Film Classics—Alfred Hitchcock's "Rear Window"

The opening credits appear before an interior . The blinds of three windows open themselves in succession from left to right. The music of loud horns and drums play. The windows reveal the courtyard of modest city apartments. It is day. Alfred Hitchcock's name flashes across the screen. The camera swings low towards the window. In the center of the screen lies a small window. Through this window, we can see a woman brush the back of her blonde hair. What draws our gaze to this woman? Two things: the color and the motion. I suspect this opening scene may offer a way into understanding sexuality, violence, and ultimately, the act of spectating through Rear Window.  
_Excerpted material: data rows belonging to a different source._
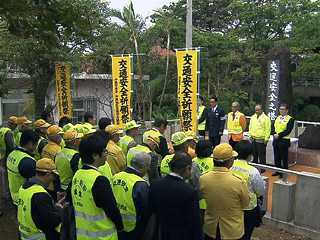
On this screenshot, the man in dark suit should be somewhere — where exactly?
[148,152,203,240]
[272,103,294,178]
[206,97,226,148]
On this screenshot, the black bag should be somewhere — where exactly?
[255,198,267,227]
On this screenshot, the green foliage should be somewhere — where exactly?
[296,104,320,121]
[0,0,320,122]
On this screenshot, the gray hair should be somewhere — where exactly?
[48,134,62,143]
[232,102,240,108]
[131,152,151,169]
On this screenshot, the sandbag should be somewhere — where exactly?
[298,126,320,149]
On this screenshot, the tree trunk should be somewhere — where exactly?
[32,64,54,119]
[159,33,170,109]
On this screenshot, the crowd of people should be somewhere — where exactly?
[0,97,293,240]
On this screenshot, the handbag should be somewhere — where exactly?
[255,198,267,227]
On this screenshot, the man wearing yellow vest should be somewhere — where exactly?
[0,116,17,202]
[186,130,198,158]
[119,120,141,156]
[249,104,271,173]
[69,135,123,240]
[200,143,250,240]
[82,112,96,132]
[112,152,151,240]
[160,132,201,189]
[272,103,294,178]
[198,96,208,137]
[41,125,62,160]
[105,125,127,175]
[7,130,39,205]
[33,119,51,161]
[228,102,247,149]
[55,129,83,190]
[127,133,160,183]
[14,116,32,146]
[18,158,67,240]
[192,140,213,223]
[230,140,265,240]
[143,118,170,159]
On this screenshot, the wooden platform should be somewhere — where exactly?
[262,165,320,212]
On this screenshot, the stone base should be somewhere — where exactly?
[262,213,320,240]
[289,148,320,168]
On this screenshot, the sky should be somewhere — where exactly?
[109,0,178,23]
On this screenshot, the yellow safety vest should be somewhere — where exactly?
[198,106,206,131]
[192,157,214,209]
[55,148,77,190]
[33,136,48,161]
[230,160,257,210]
[0,128,10,159]
[98,161,113,183]
[160,154,174,177]
[127,144,151,183]
[7,149,36,205]
[18,184,48,240]
[249,113,271,142]
[274,115,291,139]
[228,112,243,134]
[118,135,134,155]
[71,169,118,240]
[112,172,145,232]
[13,131,22,146]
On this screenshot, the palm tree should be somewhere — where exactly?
[152,8,173,109]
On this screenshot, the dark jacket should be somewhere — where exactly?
[67,165,123,230]
[22,178,62,240]
[148,175,203,240]
[206,106,225,137]
[272,118,294,148]
[118,167,149,240]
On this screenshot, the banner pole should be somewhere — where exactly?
[129,54,134,121]
[196,48,200,136]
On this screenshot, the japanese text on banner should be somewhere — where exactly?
[266,60,280,120]
[112,56,131,128]
[177,50,198,133]
[55,63,72,119]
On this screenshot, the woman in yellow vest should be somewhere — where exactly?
[192,140,214,224]
[272,103,294,178]
[18,158,67,240]
[71,135,123,240]
[112,152,151,240]
[230,140,265,240]
[228,102,247,149]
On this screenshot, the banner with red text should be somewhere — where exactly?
[55,63,72,119]
[112,56,131,128]
[177,50,198,133]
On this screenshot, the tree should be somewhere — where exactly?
[0,0,108,116]
[152,9,173,109]
[112,1,147,119]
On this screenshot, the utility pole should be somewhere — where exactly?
[186,0,192,48]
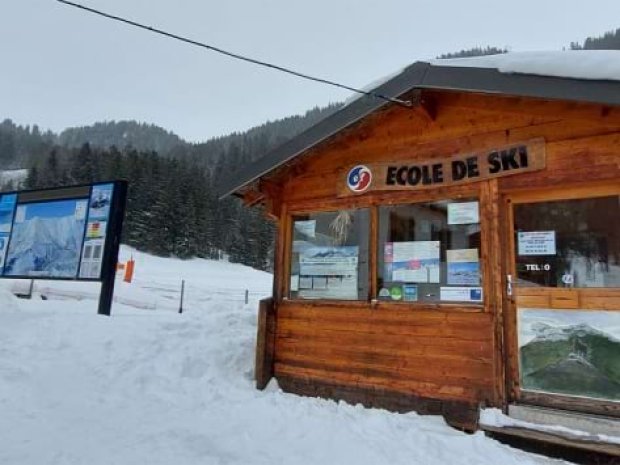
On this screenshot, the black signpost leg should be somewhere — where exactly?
[97,182,127,316]
[97,275,114,316]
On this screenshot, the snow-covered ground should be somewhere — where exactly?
[0,170,28,189]
[0,248,559,465]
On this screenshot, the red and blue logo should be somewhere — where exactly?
[347,165,372,193]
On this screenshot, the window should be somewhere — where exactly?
[377,200,482,303]
[290,209,369,300]
[514,196,620,287]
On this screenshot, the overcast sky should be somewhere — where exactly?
[0,0,620,141]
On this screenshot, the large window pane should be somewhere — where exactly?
[377,200,482,303]
[290,209,369,300]
[514,196,620,287]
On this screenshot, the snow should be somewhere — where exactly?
[480,408,620,444]
[0,247,559,465]
[429,50,620,81]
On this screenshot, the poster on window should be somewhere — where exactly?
[295,220,316,238]
[518,309,620,402]
[384,241,440,283]
[446,249,480,286]
[299,246,359,300]
[517,231,556,255]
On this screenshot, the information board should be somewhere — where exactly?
[0,181,127,316]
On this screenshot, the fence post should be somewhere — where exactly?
[179,279,185,313]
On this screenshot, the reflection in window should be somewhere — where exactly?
[377,200,482,303]
[514,196,620,287]
[290,209,369,300]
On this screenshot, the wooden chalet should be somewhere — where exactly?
[221,52,620,453]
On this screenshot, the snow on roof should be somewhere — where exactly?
[429,50,620,81]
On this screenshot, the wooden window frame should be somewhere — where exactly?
[278,180,496,313]
[502,183,620,418]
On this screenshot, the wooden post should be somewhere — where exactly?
[254,297,275,390]
[179,279,185,313]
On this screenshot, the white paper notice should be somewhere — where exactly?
[448,202,480,224]
[295,220,316,237]
[15,205,27,224]
[385,241,441,283]
[75,200,88,221]
[517,231,556,255]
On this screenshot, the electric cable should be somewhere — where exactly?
[56,0,413,107]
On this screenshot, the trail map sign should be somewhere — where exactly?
[0,181,127,315]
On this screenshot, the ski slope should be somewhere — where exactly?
[0,247,561,465]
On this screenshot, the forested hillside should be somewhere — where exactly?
[0,104,340,269]
[0,29,620,269]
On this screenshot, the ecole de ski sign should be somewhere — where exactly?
[340,139,545,195]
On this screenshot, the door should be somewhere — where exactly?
[503,185,620,417]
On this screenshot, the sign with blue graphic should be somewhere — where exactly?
[0,183,123,280]
[347,165,372,193]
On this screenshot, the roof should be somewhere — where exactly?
[219,50,620,197]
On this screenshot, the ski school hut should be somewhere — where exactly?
[220,51,620,450]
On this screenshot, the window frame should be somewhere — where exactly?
[282,206,374,304]
[276,180,490,313]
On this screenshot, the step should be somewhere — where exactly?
[480,405,620,457]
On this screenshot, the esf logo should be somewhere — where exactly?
[347,165,372,192]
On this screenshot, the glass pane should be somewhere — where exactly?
[377,200,482,303]
[514,196,620,287]
[290,209,369,300]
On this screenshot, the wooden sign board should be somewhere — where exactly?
[338,138,545,197]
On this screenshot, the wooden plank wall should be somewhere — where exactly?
[254,89,620,426]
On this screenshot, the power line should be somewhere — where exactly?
[56,0,412,107]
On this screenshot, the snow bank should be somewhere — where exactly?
[0,169,28,186]
[430,50,620,81]
[0,248,557,465]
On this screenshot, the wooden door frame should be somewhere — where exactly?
[499,182,620,417]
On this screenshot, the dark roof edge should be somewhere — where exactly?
[219,61,620,198]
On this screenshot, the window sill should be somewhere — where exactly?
[280,299,485,313]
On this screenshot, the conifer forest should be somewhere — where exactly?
[0,29,620,270]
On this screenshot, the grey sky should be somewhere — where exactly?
[0,0,620,141]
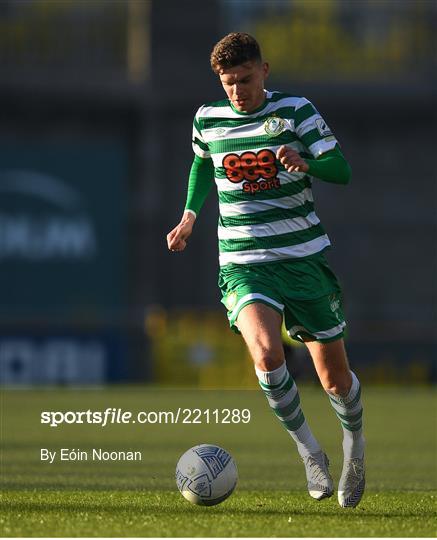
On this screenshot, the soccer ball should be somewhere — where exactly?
[176,444,238,506]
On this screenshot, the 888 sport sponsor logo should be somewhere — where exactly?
[222,149,281,193]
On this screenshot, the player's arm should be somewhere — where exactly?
[276,144,351,184]
[167,155,214,251]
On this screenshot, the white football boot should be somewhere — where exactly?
[302,450,334,501]
[338,457,366,508]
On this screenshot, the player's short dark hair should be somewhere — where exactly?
[211,32,261,73]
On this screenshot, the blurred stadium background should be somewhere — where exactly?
[0,0,437,387]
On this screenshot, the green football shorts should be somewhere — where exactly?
[219,254,346,343]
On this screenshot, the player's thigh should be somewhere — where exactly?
[305,338,352,396]
[237,302,284,371]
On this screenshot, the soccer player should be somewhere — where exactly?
[167,32,365,507]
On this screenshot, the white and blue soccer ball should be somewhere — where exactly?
[176,444,238,506]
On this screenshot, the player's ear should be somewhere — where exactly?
[262,62,270,79]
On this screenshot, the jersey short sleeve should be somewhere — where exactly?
[294,98,338,158]
[192,107,211,159]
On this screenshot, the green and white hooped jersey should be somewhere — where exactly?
[193,92,337,267]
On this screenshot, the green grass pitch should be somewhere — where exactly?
[0,386,437,537]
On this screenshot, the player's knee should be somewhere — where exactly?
[253,350,284,371]
[322,376,351,396]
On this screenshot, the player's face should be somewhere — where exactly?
[219,62,269,113]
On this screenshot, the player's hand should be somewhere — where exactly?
[167,212,196,251]
[276,146,309,172]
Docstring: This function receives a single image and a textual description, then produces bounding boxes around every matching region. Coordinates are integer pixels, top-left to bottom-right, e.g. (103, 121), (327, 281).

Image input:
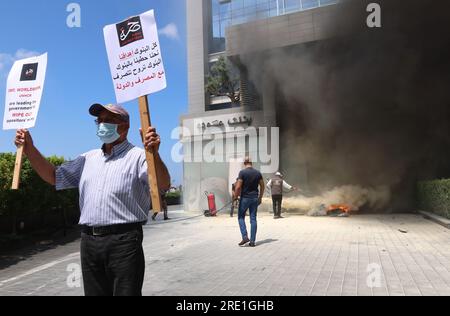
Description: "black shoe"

What is a rear window? A first answer may be the window that is behind us. The window in the back of a car for instance. The rear is found in relation to the activity of the car, the moving forward, which we recognize as the front of the car. In this film, we look out of the window of an apartment. Why do we call it rear? The windows are placed opposite the front door. The door is the gateway into the world. What, then, do the rear windows face? In cars lined up on the highway, the rear-view mirror lets us look at the front of other cars. In Hitchcock's New York City courtyard, the rear window is a gateway into the rear window of other apartments. The rear window is both that which we look out of and look into. Perhaps we have also found the answer the question, what is a window? It is the limit of our built spaces. (Eyes are a kind of window too.) It also both to be looked out of and into. We build windows to allow the light in and our gaze out. Windows are for when we want to look out without going to where we wish to look. At times, this separation is desired in bad weather or protection from the snake in the zoo. But at other times, we find windows to be symbols of separation. Imagine the prisoner meeting their loved one, separated by plexi-glass. Windows can sometimes be worse than walls. They imprison us while allowing us to gaze upon that from which we are exiled.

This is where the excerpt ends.